In early 1816, Jane began to suffer from ill-health, probably due to Addison's disease. She travelled to Winchester to receive treatment, and died there on 18 July 1817. Henry arranged for Austen to be buried in Winchester Cathedral. Because she was still an anonymous writer the grave made no mention of her literary success.

Henry arranged for two more novels, Persuasion and Northanger Abbey were to be published posthumously in 1817. He included a Biographical Note in each edition, naming for the first time Jane Austen as the author.

Interest in Austen’s novels declined after her death and she was out of print for years. However, in 1833 Richard Bentley published a complete collection of all her novels and they have never been out of print since.

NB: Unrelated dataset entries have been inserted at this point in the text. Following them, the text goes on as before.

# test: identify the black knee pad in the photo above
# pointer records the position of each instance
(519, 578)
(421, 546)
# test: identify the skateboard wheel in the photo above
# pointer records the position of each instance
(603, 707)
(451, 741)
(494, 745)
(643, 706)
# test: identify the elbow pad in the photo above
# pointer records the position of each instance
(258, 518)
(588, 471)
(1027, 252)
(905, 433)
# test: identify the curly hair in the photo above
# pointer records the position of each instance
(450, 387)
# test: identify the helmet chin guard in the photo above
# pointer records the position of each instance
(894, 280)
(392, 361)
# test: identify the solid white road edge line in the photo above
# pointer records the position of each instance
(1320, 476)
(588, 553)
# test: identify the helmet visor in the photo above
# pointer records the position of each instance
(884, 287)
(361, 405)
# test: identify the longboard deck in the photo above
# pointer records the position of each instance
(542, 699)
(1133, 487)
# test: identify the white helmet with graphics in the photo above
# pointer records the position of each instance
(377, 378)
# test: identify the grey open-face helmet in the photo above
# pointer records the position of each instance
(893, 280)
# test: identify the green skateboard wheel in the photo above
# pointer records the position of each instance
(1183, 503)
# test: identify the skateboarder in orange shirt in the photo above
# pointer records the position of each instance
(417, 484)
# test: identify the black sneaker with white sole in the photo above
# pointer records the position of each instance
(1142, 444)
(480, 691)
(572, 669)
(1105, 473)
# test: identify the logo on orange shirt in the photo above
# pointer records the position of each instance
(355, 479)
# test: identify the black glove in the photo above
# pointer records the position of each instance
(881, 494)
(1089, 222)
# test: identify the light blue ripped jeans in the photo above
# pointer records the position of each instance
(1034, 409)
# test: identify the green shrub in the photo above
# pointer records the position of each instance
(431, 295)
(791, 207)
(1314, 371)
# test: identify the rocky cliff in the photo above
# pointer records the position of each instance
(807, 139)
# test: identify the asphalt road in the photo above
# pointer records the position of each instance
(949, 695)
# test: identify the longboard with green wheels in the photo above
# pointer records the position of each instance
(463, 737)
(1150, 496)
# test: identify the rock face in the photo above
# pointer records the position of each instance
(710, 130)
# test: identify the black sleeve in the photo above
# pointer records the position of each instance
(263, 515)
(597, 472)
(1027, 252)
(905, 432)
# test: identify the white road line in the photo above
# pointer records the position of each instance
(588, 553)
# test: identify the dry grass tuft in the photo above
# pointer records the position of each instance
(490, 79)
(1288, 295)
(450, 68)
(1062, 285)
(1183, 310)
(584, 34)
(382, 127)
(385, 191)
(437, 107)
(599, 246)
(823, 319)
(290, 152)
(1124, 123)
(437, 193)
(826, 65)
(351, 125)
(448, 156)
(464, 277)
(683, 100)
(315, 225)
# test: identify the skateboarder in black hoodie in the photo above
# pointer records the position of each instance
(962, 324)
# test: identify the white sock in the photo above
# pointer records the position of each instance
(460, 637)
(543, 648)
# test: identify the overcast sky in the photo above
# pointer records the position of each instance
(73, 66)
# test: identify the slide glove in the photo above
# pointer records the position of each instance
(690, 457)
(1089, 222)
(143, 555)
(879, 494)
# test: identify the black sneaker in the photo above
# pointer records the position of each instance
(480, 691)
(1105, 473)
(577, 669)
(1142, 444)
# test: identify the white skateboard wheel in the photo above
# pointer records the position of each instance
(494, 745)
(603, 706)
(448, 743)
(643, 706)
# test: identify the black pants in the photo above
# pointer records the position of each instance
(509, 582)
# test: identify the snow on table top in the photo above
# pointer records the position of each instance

Unlike many authors, Austen’s lasting success has been founded on support of other writers, with Henry James, Walter Scott and Charlotte Brontë admiring and championing her novels to the public. She is now regarded as one of the most accomplished authors ever to write in the English language. Her works are constantly adapted for stage and screen, while the study of a Jane Austen novel is a requirement of the national curriculum of England, Wales and Northern Ireland – an honour awarded to no other novelist.